Champion Data: Once a death sentence for an AFL career, 30 year olds are now driving premiership tilts
AFL players were once pensioned off at 30. SHANNON GILL and Champion Data find that age is no longer a barrier in 2023.
Athletes are playing better, longer into their 30s the world over.
That includes footy players. The oldest team in VFL/AFL history won the premiership last year and, while they are older again, there’s no reason Geelong can’t repeat the magic in 2023.
Champion Data analyses the trends of players once they hit the age of 30.
Age shall not weary the midfield
With 200 games as qualification, rating points at each age broken down by position suggests players are continuing to excel into their 30s.
The need for speed on the wing or as a mid-forward sees an earlier drop-off of players (not many make it past 31 in these positions). But elsewhere, in the midfield and in key post positions where strength and/or endurance are paramount, players in their mid-30s are doing so with minimal drop-off in output.
This rings true with the evolution of football conditioning, where endurance has become the key component.
We really shouldn’t be surprised. The marathon is typically dominated by athletes in their 30s and last year dual Olympic Gold medallist Eliud Kipchoge broke the men’s marathon world record just weeks shy of his 38th birthday.

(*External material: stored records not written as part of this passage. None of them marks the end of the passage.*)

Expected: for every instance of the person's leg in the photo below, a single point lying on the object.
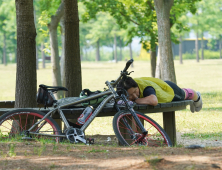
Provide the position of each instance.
(179, 94)
(187, 94)
(195, 96)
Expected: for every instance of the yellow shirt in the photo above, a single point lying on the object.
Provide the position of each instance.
(164, 92)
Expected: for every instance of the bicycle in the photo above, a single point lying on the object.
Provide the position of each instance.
(130, 127)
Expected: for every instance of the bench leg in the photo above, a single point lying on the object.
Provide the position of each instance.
(169, 125)
(133, 125)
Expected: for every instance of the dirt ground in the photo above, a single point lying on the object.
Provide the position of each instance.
(105, 155)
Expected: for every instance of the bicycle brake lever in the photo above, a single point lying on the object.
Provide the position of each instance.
(130, 72)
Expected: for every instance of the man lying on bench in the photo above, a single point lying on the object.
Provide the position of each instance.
(151, 91)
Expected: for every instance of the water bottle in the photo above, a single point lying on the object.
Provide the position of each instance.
(85, 115)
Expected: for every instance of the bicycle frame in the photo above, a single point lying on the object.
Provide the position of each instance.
(111, 94)
(59, 110)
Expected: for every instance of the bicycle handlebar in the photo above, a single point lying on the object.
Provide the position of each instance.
(128, 64)
(122, 73)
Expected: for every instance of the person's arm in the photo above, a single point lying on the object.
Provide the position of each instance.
(150, 100)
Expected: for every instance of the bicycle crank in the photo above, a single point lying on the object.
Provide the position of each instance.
(75, 135)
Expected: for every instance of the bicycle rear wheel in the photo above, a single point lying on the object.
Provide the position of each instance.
(128, 132)
(13, 125)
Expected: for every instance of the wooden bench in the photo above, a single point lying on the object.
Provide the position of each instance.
(168, 110)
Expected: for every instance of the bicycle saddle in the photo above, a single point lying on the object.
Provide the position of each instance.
(53, 88)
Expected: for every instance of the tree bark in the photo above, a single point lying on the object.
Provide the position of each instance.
(37, 58)
(97, 51)
(220, 46)
(202, 46)
(115, 48)
(43, 55)
(196, 47)
(163, 8)
(158, 69)
(56, 76)
(121, 48)
(4, 50)
(181, 50)
(72, 49)
(15, 49)
(131, 53)
(62, 23)
(25, 95)
(153, 56)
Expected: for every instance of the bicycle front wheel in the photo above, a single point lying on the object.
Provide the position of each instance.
(14, 124)
(128, 132)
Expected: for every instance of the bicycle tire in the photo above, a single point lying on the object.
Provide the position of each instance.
(126, 138)
(14, 123)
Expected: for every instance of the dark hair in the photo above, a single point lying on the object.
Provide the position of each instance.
(127, 83)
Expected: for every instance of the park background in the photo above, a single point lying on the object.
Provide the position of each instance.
(105, 46)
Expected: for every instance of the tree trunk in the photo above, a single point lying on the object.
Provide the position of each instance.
(97, 51)
(131, 53)
(62, 23)
(4, 50)
(37, 58)
(115, 48)
(56, 75)
(181, 50)
(153, 56)
(196, 47)
(43, 55)
(86, 56)
(25, 95)
(220, 46)
(121, 48)
(163, 8)
(158, 69)
(15, 49)
(72, 49)
(202, 47)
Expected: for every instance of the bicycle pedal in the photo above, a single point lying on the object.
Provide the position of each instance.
(27, 138)
(90, 141)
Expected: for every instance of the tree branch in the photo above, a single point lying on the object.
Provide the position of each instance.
(150, 5)
(129, 18)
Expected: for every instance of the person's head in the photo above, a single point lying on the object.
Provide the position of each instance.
(130, 86)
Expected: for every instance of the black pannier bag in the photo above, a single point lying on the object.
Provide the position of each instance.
(43, 97)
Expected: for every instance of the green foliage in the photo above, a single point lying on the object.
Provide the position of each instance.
(207, 55)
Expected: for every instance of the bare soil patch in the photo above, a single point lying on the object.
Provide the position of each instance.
(107, 155)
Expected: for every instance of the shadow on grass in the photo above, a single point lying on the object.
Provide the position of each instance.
(79, 157)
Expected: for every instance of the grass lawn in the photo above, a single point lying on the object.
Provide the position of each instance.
(205, 77)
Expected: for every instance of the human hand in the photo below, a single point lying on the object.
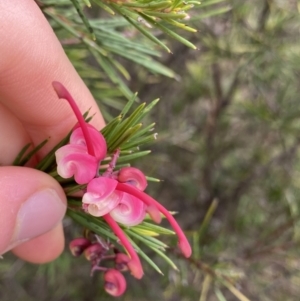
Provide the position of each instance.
(32, 204)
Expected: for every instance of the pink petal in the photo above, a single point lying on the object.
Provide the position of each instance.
(115, 283)
(130, 211)
(133, 176)
(98, 141)
(97, 206)
(102, 186)
(149, 201)
(73, 160)
(101, 196)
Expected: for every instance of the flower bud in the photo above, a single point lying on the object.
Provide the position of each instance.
(134, 177)
(121, 262)
(115, 283)
(154, 213)
(78, 245)
(93, 252)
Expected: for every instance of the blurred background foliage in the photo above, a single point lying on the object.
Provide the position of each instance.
(227, 149)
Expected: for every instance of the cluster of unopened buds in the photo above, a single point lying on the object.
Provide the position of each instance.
(97, 251)
(116, 196)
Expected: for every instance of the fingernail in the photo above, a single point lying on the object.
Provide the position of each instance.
(40, 213)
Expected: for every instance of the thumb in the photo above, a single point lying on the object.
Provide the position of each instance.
(31, 203)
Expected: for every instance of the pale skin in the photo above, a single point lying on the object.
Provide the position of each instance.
(31, 58)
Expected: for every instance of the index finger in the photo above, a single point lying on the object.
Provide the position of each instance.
(31, 58)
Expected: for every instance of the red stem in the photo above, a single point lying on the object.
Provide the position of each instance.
(183, 242)
(62, 92)
(136, 268)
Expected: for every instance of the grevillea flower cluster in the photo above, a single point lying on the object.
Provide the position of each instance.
(118, 197)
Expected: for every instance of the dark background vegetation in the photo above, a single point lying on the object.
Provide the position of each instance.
(227, 152)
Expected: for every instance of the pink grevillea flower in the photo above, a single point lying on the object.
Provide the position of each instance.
(78, 245)
(121, 262)
(136, 178)
(134, 264)
(115, 283)
(80, 158)
(98, 141)
(73, 160)
(130, 211)
(133, 176)
(101, 196)
(182, 240)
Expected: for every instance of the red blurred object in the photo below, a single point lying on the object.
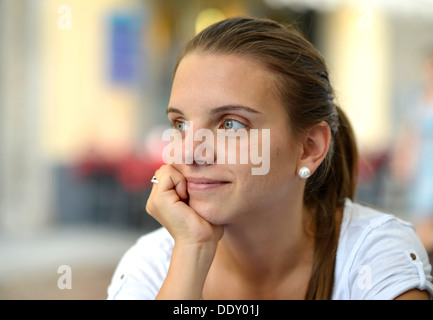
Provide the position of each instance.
(132, 171)
(135, 173)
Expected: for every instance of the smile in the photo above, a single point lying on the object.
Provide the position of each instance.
(204, 184)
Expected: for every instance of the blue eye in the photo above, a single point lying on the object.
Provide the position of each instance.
(180, 125)
(233, 125)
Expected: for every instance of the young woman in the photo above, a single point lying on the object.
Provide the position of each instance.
(290, 233)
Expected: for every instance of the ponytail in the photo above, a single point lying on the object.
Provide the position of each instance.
(340, 170)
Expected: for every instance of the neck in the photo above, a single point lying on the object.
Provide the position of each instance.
(269, 246)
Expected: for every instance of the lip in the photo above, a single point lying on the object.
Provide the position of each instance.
(204, 184)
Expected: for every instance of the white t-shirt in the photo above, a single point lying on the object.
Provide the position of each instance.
(379, 257)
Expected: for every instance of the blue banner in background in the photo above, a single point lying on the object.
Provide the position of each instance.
(125, 47)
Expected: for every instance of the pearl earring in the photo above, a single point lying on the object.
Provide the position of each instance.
(304, 172)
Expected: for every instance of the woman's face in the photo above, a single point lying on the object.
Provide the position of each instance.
(215, 91)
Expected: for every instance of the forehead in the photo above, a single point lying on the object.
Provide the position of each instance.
(211, 80)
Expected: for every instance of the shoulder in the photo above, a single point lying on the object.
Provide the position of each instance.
(143, 268)
(379, 256)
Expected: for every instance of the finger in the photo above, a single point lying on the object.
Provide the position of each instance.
(170, 178)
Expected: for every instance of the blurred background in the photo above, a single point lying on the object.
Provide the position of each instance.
(83, 91)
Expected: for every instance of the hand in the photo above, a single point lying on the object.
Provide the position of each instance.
(168, 203)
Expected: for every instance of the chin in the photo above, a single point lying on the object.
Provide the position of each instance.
(209, 211)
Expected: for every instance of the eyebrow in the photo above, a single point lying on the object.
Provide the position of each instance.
(217, 110)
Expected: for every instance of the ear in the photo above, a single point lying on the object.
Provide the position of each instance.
(315, 146)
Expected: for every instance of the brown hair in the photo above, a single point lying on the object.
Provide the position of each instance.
(302, 83)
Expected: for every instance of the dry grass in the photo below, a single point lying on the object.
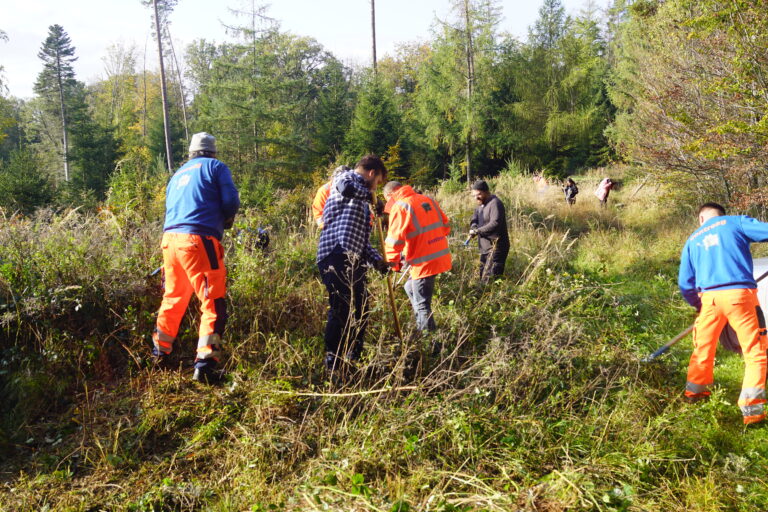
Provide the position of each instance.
(537, 403)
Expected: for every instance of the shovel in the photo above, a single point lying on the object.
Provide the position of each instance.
(727, 337)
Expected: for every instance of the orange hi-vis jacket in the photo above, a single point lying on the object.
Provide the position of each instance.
(318, 204)
(419, 229)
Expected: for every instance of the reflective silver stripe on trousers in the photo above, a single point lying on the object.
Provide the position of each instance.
(696, 388)
(429, 257)
(752, 393)
(162, 336)
(752, 410)
(210, 339)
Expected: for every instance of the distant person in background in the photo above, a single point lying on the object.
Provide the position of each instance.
(541, 183)
(716, 278)
(570, 190)
(489, 225)
(200, 203)
(321, 196)
(603, 190)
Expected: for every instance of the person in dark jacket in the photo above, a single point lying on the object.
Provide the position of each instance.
(570, 190)
(200, 203)
(489, 225)
(343, 254)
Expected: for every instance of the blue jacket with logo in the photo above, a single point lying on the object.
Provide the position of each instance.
(199, 197)
(716, 256)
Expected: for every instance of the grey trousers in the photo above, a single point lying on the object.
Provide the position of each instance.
(420, 294)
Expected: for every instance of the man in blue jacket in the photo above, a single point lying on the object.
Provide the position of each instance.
(201, 202)
(716, 278)
(343, 253)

In football terms, 37-year-old, 2022-retiree David Mundy is the poster boy. Never the quickest player on the field, he thrived after the age of 30 as a big bodied midfielder with endurance, whose football smarts did not desert him.
The cream rises
Of course, the counterpoint to the argument is that only the champions keep going into their 30s, thus helping to keep ratings averages high.

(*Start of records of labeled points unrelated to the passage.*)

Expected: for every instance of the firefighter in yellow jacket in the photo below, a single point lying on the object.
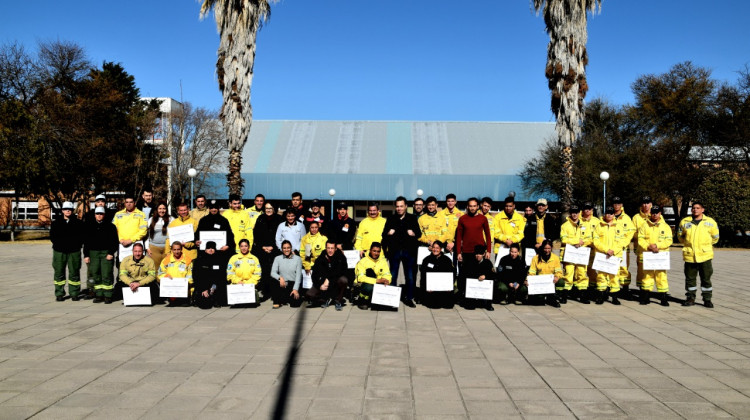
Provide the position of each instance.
(311, 246)
(609, 238)
(183, 218)
(177, 265)
(575, 233)
(370, 270)
(655, 236)
(370, 230)
(239, 221)
(698, 233)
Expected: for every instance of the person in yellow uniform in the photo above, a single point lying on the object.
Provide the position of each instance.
(698, 233)
(639, 220)
(238, 220)
(244, 267)
(509, 225)
(432, 224)
(545, 262)
(609, 239)
(573, 233)
(369, 271)
(628, 229)
(654, 236)
(130, 223)
(183, 218)
(370, 230)
(450, 215)
(177, 265)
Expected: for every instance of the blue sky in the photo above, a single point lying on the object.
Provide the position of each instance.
(391, 60)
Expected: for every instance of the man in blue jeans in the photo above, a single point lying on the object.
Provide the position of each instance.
(400, 241)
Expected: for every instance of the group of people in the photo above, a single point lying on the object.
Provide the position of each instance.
(301, 255)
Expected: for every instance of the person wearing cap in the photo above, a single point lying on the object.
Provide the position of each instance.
(177, 264)
(239, 221)
(99, 249)
(628, 229)
(436, 262)
(130, 223)
(450, 216)
(576, 234)
(369, 271)
(610, 239)
(639, 220)
(183, 219)
(509, 225)
(138, 270)
(66, 234)
(370, 230)
(655, 236)
(544, 263)
(200, 209)
(209, 276)
(291, 230)
(698, 233)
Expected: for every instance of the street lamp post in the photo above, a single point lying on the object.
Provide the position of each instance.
(192, 173)
(604, 176)
(332, 193)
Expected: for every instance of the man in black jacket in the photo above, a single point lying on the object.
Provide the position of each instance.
(66, 234)
(400, 241)
(100, 244)
(329, 277)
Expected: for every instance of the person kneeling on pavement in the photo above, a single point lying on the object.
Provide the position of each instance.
(369, 271)
(209, 274)
(329, 277)
(511, 273)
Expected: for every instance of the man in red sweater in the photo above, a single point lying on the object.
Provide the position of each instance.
(472, 228)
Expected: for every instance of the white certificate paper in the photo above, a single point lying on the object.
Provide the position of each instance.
(440, 282)
(220, 237)
(142, 296)
(174, 287)
(659, 261)
(386, 295)
(238, 294)
(422, 253)
(578, 256)
(352, 258)
(541, 285)
(503, 251)
(182, 234)
(476, 289)
(609, 265)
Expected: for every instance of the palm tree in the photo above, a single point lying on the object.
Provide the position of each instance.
(238, 22)
(565, 22)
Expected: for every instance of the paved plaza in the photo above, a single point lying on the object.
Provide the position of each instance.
(85, 360)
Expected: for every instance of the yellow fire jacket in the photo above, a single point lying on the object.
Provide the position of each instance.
(317, 245)
(698, 239)
(130, 226)
(243, 269)
(379, 266)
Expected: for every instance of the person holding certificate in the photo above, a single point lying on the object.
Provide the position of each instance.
(511, 272)
(654, 236)
(179, 265)
(609, 239)
(436, 262)
(243, 267)
(545, 262)
(575, 234)
(371, 270)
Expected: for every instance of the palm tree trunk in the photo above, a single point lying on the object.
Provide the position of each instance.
(234, 177)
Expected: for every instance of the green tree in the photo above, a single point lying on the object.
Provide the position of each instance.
(238, 22)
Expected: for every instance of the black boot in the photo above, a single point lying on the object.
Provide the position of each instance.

This is true, but it also raises the question whether we pension off “merely good” players too quickly because of preconceived notions of age.
When Jeremy Cameron celebrates his birthday on April 1, Geelong will have thirteen players over the age of 30. If they weren’t winning, this would seem extraordinary.
We’ve all been told that a player’s influence metaphorically falls off a cliff after 30. But Champion Data rankings for the eleven Cats who were over 30 last season suggest that, while output decreases, it is only marginally so.
The “Moneyball phrase” is often misappropriated but, in Geelong’s case, it rings true. They’ve made decisions on all of these players based on output, not age.
How many clubs would have tried to prise Rhys Stanley, Zac Tuohy or Gary Rohan from Geelong over the past two years?
As good as Isaac Smith was at Hawthorn, there weren’t too many clubs lining up to recruit him as a 32 year old going into the 2021 season. Two seasons later, he was best on ground in a grand final win.
An athlete playing at a certain level at 32 years old will usually be cheaper than the same output from a 23 year old, meaning Geelong has been able to retain or recruit older players at manageable cap terms.
Accordingly, this has allowed them to add more pieces to the puzzle that mitigate the supposed lack of speed in an older list.
Grey power
Here’s the final secret when it comes to older players.
They win.
Champion Data figures from 1999 to 2022 show that, once the average age of your team ticks across 25, you win more games than you lose.
Of course, it’s no secret that experienced teams win, but the window of winning a premiership as an experienced team has been seen as narrow.
Historically, we’ve been conditioned to retiring players as soon as they fall short of their previous glories. However, as Geelong has shown, older players’ output remains valuable even if they are not performing at their peak past 30.
This mirrors trends across world sports and means that the premiership window is widening if you’re prepared to play for now and not be rattled by the future. If others don’t want older, quality players, top up with them and keep your premiership drive alive longer.
Doubters were writing off Geelong this time last year.
Nobody is prepared to do it this time around.
The Cats may not win it all in 2023, but the AFL might have now realised that quality footy life does not end at 30.